Encapsulation of Parallelism in the Volcano Query Processing System (1990)

The Volcano query processing system uses the operator model of query execution that we all know and love. In this paper, Graefe discusses the exchange operator: an operator that you can insert into a query plan which automatically parallelizes the execution of the query plan. The exchange operator allows queries to be executed in parallel without having to rewrite existing operator.

The Template Approach

Parallel databases like Gamma and Bubba used a template approach to query parallelization. With the template approach, algorithms are plugged into templates which abstract away the details of where tuples come from and where they are sent to. They also abstract away the mechanisms used to send a tuple over the network or to another process using some IPC mechanism. Unfortunately, the template approach required that tuples either be sent over the network or over IPC which greatly reduced its performance.

Volcano Design

Volcano implements queries as a tree of iterators with an open-next-close interface. The paper discusses something called state records which allow the same operator multiple times with different parameters, though this seems obsolete now that we have modern programming languages. Iterators return structures which contain record ids and pointers to the records which are pinned in the buffer pool.

The Operator Model of Parallelization

In the operator model of parallelization, exchange operators are placed in query plans which automatically parallelize its execution. Exchange operators provide three forms of parallelism.

  1. Pipeline parallelism. The exchange operator allows its child and parent to run in different processes. When opened, the exchange operator forks a child and establishes a region of shared memory called a port which the parent and child use to communicate with one another. The child part of the exchange operator (known as the producer) continuously calls next on its child, buffers the records into batches called packets, and writes them into the port (with appropriate synchronization).
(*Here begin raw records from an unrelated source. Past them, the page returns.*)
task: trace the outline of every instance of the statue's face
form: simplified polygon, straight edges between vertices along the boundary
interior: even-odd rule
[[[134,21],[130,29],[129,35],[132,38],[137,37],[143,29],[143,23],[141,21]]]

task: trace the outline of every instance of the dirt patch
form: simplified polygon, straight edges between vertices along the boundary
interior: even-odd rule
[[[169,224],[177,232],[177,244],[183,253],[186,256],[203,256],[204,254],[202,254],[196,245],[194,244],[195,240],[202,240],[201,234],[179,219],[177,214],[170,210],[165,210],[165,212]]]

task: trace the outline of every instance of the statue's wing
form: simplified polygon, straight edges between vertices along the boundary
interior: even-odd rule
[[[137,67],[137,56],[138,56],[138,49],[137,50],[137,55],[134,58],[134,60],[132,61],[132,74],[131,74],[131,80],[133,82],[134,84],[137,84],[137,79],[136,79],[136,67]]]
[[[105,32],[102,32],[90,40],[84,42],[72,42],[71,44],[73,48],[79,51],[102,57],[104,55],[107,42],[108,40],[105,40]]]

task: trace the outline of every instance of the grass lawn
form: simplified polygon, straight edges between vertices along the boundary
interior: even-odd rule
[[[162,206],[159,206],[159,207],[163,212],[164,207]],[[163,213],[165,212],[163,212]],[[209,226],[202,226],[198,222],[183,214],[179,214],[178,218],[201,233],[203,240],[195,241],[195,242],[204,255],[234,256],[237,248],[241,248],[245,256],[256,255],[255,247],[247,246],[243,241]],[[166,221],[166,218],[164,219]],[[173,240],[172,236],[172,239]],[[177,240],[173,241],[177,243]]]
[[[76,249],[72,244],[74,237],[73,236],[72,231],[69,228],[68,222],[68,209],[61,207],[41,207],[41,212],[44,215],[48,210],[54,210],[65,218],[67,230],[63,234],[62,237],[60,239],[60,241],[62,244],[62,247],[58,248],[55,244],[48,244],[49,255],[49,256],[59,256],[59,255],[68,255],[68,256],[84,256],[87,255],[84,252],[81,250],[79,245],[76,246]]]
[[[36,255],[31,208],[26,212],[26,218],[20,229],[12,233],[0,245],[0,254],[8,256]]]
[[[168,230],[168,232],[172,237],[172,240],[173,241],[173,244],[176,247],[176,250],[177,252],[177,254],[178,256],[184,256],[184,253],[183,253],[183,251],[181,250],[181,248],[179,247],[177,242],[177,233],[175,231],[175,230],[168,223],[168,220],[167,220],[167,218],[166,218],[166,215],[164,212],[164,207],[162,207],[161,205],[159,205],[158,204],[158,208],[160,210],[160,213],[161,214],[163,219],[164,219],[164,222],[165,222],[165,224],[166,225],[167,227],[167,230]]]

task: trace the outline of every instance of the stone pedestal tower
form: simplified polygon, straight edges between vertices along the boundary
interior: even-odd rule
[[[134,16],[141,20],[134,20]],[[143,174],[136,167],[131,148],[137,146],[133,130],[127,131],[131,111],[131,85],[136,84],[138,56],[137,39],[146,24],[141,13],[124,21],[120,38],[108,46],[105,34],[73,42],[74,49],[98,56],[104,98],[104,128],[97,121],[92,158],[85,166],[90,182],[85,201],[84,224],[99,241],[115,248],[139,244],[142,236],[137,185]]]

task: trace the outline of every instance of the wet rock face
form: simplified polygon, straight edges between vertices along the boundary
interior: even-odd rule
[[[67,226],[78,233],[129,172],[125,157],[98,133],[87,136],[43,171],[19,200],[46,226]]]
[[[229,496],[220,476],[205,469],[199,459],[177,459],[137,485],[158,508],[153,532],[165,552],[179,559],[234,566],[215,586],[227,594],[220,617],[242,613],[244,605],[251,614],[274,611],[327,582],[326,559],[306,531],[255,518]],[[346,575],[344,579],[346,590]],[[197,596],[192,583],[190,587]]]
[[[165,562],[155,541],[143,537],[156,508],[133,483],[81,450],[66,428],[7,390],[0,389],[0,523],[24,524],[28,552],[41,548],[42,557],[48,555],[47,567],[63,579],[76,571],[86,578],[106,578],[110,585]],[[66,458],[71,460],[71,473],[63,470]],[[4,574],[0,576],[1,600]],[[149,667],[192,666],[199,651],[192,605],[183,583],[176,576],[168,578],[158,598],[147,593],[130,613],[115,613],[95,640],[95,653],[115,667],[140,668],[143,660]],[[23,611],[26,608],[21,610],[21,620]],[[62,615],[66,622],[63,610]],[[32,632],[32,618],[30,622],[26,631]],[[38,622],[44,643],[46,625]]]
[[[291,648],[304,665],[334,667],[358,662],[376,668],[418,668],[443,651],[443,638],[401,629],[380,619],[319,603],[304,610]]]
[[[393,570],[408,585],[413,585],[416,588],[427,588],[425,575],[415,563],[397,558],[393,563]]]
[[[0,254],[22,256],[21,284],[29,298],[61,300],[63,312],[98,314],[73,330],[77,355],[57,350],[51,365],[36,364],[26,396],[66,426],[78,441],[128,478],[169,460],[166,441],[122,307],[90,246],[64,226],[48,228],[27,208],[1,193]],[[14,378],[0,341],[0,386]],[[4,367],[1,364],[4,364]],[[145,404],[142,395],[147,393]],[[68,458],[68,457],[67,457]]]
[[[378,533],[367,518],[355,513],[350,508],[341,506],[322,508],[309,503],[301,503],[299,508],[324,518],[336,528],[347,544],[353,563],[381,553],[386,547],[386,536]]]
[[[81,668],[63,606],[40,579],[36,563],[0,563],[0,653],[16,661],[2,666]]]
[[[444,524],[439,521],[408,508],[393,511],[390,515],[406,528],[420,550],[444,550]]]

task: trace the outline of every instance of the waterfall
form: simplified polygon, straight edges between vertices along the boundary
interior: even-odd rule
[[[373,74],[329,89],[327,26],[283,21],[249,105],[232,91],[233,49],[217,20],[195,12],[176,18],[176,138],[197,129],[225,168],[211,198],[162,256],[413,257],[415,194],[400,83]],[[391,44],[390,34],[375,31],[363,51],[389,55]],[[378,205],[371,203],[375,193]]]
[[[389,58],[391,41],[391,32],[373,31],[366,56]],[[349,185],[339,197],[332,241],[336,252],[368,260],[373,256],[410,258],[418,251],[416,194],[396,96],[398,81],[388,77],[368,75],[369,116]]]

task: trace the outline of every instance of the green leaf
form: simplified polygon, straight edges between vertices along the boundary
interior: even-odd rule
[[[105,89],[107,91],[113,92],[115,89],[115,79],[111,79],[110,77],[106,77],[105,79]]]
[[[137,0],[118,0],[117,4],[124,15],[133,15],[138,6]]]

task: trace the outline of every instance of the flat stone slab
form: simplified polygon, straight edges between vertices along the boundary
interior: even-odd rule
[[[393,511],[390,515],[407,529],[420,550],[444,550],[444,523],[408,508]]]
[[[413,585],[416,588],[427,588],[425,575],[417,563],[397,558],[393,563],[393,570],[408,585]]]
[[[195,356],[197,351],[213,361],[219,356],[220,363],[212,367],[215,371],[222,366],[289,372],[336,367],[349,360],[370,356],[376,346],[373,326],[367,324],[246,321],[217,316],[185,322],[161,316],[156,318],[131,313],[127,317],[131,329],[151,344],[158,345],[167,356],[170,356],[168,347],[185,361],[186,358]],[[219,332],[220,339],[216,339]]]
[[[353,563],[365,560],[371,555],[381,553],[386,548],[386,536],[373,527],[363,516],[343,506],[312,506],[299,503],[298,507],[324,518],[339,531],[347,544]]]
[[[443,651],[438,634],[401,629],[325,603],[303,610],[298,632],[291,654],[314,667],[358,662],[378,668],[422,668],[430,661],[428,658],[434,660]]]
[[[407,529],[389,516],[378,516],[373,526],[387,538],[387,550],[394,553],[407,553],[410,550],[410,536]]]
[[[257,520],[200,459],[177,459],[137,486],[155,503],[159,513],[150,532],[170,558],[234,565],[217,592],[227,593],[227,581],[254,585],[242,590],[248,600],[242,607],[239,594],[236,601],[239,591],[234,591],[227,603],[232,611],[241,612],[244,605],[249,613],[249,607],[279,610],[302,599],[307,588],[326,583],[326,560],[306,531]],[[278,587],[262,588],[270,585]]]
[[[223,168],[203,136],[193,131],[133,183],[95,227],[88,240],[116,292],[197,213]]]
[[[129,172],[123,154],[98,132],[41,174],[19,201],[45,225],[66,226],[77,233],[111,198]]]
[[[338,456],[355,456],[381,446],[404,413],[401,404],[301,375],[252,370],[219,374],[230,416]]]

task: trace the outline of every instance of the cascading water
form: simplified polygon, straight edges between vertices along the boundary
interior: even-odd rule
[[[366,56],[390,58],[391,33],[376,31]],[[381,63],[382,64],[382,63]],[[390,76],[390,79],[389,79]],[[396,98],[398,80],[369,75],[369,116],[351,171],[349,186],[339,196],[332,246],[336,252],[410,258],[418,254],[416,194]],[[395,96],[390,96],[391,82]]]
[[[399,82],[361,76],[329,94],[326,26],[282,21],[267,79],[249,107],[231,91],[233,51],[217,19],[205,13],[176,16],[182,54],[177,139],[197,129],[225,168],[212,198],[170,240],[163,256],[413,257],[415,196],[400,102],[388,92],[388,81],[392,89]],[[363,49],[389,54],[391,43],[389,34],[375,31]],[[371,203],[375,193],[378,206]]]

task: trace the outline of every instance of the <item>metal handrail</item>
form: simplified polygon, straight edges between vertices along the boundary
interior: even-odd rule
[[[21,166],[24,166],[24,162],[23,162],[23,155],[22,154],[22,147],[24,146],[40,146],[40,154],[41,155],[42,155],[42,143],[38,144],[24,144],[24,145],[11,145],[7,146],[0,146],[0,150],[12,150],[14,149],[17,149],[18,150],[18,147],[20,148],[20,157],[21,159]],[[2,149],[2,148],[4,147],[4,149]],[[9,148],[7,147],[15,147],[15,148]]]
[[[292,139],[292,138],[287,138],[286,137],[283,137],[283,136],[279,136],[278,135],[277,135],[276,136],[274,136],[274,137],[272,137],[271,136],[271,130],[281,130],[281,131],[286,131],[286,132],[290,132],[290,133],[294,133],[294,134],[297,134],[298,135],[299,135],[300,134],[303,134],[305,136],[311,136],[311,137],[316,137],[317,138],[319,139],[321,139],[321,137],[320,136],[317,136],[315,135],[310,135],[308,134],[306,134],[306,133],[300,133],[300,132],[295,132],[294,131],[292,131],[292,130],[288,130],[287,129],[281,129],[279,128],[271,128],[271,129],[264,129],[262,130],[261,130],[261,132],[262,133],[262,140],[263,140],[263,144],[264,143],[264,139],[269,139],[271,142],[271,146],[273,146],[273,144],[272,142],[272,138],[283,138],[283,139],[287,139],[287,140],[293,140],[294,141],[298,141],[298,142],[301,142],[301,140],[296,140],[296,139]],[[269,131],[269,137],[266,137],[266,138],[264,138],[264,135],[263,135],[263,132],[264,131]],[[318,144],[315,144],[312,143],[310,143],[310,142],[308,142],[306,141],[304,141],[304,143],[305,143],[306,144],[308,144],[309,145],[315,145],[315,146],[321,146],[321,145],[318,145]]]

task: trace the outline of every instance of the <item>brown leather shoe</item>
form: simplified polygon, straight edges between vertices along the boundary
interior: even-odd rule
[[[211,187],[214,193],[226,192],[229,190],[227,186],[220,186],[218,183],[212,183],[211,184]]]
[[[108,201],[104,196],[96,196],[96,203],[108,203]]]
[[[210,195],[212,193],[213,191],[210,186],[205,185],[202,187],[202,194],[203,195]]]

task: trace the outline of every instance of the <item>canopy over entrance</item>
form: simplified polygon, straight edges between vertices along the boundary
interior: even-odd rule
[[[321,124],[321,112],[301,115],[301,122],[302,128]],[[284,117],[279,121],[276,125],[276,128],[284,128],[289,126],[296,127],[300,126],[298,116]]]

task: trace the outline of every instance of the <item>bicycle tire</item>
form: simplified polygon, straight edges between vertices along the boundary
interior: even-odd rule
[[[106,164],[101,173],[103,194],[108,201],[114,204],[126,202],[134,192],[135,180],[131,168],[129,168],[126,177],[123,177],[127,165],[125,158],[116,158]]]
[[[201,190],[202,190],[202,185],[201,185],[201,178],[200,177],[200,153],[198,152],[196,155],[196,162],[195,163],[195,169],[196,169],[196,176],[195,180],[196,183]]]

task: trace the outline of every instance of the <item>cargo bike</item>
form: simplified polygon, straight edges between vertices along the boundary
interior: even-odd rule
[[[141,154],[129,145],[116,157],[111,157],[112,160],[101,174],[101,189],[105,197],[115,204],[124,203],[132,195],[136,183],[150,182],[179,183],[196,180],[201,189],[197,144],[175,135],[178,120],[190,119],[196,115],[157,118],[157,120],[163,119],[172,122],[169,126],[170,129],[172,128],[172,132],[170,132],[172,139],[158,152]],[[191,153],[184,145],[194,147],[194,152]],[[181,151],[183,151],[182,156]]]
The parent part of the exchange operator (known as the consumer consumer) reads a record from a packet in the port whenever its next method is invoked. For flow control, the producer can decrement a semaphore and the producer can increment a semaphore.
  2. Bushy parallelism. Busy parallelism is when multiple siblings in a query plan are executed in parallel. Bushy parallelism is really just pipeline parallelism applied to multiple siblings.
  3. Intra-operator parallelism. Intra-operator parallelism allows the same operator to run in parallel on multiple partitions of input data. As before, the exchange operator forks a (master) producer and establishes a port. This master producer forks other producers and gives them the location of the port. Each forked producer might eventually invoke another group of exchange operators. The master consumer will fork a master producer and create a port. Producers can send messages to producers using round-robin, hash, or range partitioning. When a node is out of records, its sends an end-of-stream message to all consumers. Consumers end their stream when they count the appropriate number of end-of-stream messages. Unlike the pipelined parallelism version of the exchange operator, the intra-operator version is not so obvious how to implement. Moreover, I think it involves modifications to the leaves of a query plan.

Variants of Exchange

Producers can also broadcast tuples to consumers. A merge operator sits on top of an exchange operator and merges together the sorted streams produced by each producer. The paper also discusses sorting files and having exchange operators in the middle of a query fragment, but it's hard to understand.